GABA, nöronal uyarım için en önemli inhibitörlerden biridir. Yani EP3 nöronları aktive olduğunda ve GABA salgıladığında, bu sempatik sinir sistemini inhibe eder. Sempatik sinir sistemi diğer şeylerin yanı sıra yüzeysel kan damarlarının kasılmasına neden olurken, inhibisyon bu kan damarlarının genişlemesine ve daha fazla ısı açığa çıkmasına neden olur. Bu sayede vücudumuzun sıcak çarpması riskini azaltır.
Yapay olarak manipüle edilmiş termoregülasyon
Araştırmacılar ayrıca, EP3 nöronlarının oda sıcaklığında bir miktar bazal aktivite gösterdiğini ve böylece sempatik sistemi hafif ve ısrarlı bir şekilde inhibe ettiğini buldular. Nakamura, “Preoptik bölgedeki EP3 nöronlarının, vücut sıcaklığına ince ayar yapmak için sinyal gücünü hassas bir şekilde düzenlemesi muhtemeldir” diyor.

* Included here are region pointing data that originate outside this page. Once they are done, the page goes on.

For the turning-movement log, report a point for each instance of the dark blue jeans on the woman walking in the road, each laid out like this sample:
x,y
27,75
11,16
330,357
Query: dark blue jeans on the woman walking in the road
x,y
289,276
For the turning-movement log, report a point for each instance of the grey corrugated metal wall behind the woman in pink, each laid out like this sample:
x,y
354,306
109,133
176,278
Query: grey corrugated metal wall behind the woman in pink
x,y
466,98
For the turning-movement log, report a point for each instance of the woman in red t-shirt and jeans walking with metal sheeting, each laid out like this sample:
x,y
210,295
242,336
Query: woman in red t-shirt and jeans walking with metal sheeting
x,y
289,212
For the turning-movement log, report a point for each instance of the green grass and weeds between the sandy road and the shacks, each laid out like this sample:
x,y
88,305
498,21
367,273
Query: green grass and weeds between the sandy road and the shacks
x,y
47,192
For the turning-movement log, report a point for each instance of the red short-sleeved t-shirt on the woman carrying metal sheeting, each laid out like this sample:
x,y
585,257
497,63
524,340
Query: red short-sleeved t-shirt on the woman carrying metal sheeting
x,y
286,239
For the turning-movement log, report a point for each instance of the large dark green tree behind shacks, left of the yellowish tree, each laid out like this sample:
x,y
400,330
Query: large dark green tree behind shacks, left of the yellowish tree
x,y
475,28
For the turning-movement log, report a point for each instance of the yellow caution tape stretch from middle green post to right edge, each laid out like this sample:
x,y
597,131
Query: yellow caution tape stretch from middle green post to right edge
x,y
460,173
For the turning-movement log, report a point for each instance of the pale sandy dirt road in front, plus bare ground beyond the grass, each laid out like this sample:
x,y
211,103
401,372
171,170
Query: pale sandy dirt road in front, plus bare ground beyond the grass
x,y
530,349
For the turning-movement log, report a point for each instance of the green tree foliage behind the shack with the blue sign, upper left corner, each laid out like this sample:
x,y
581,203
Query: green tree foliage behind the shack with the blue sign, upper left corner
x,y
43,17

Soğuk ortamda sinyal gücü azalarak sempatik sinir sisteminin daha aktif hale gelmesi sağlanır. Nakamura, “Bu, hipotermiyi önlemek için kahverengi yağ dokusunda ve diğer organlarda ısı üretimini teşvik ediyor” diye açıklıyor. Bir enfeksiyon sırasında prostaglandin E2 yardımıyla EP3 nöronlarının aktivitesi de kısılır, böylece sempatik sistem vücut ısısını yükseltebilir.

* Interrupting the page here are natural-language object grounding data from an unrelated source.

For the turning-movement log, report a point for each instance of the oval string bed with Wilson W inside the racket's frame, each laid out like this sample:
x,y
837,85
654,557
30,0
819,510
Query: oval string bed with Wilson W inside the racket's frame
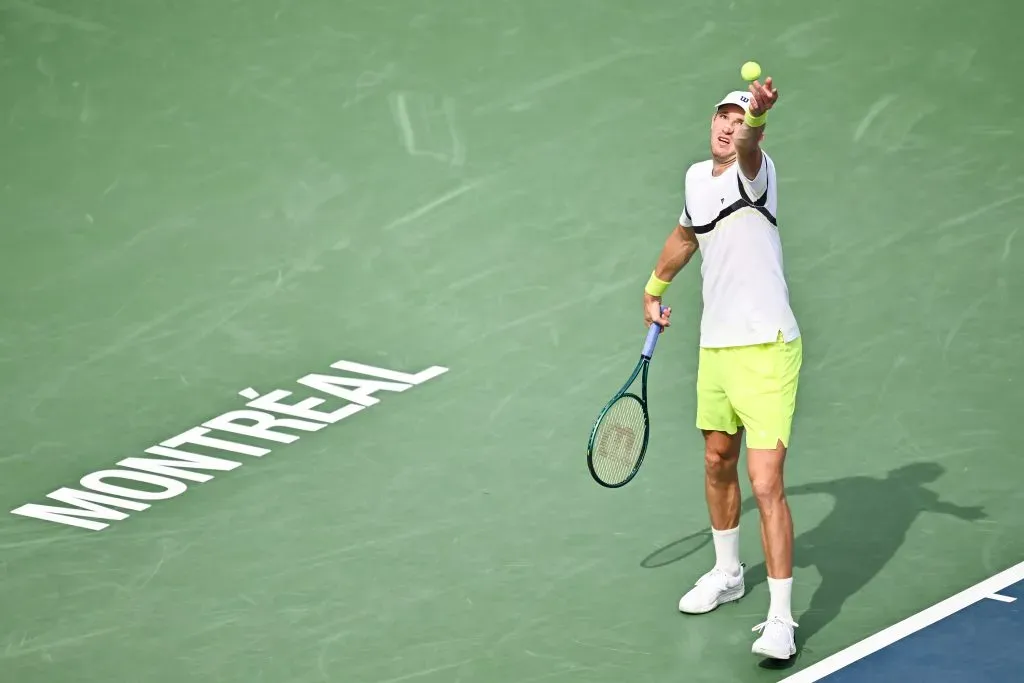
x,y
620,441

Araştırmacılar, EP3 nöronlarının aktivitesini yapay olarak değiştirerek sonuçlarını doğruladılar. Ve gerçekten de: Bu sinir hücresi grubunun yapay aktivasyonu, aynı zamanda vücut ısısını düşüren mekanizmaları harekete geçirirken, EP3 nöronlarının inhibisyonu vücut ısısında bir artışa yol açtı. Araştırmacıların bakış açısına göre, bulgular vücut ısısının kontrolünün manipüle edilebileceği teknolojilerin geliştirilmesine yardımcı olabilir. Teorik olarak, yağ yakımını desteklemek için vücut ısısını normalden biraz daha yüksek ayarlamak düşünülebilir. Nakamura, “Ayrıca, bu teknoloji, dünya çapında ciddi bir sorun haline gelen daha sıcak küresel ortamlarda insanların hayatta kalması için yeni stratejilere yol açabilir” dedi.
Yorum yapabilmek için giriş yapmalısınız.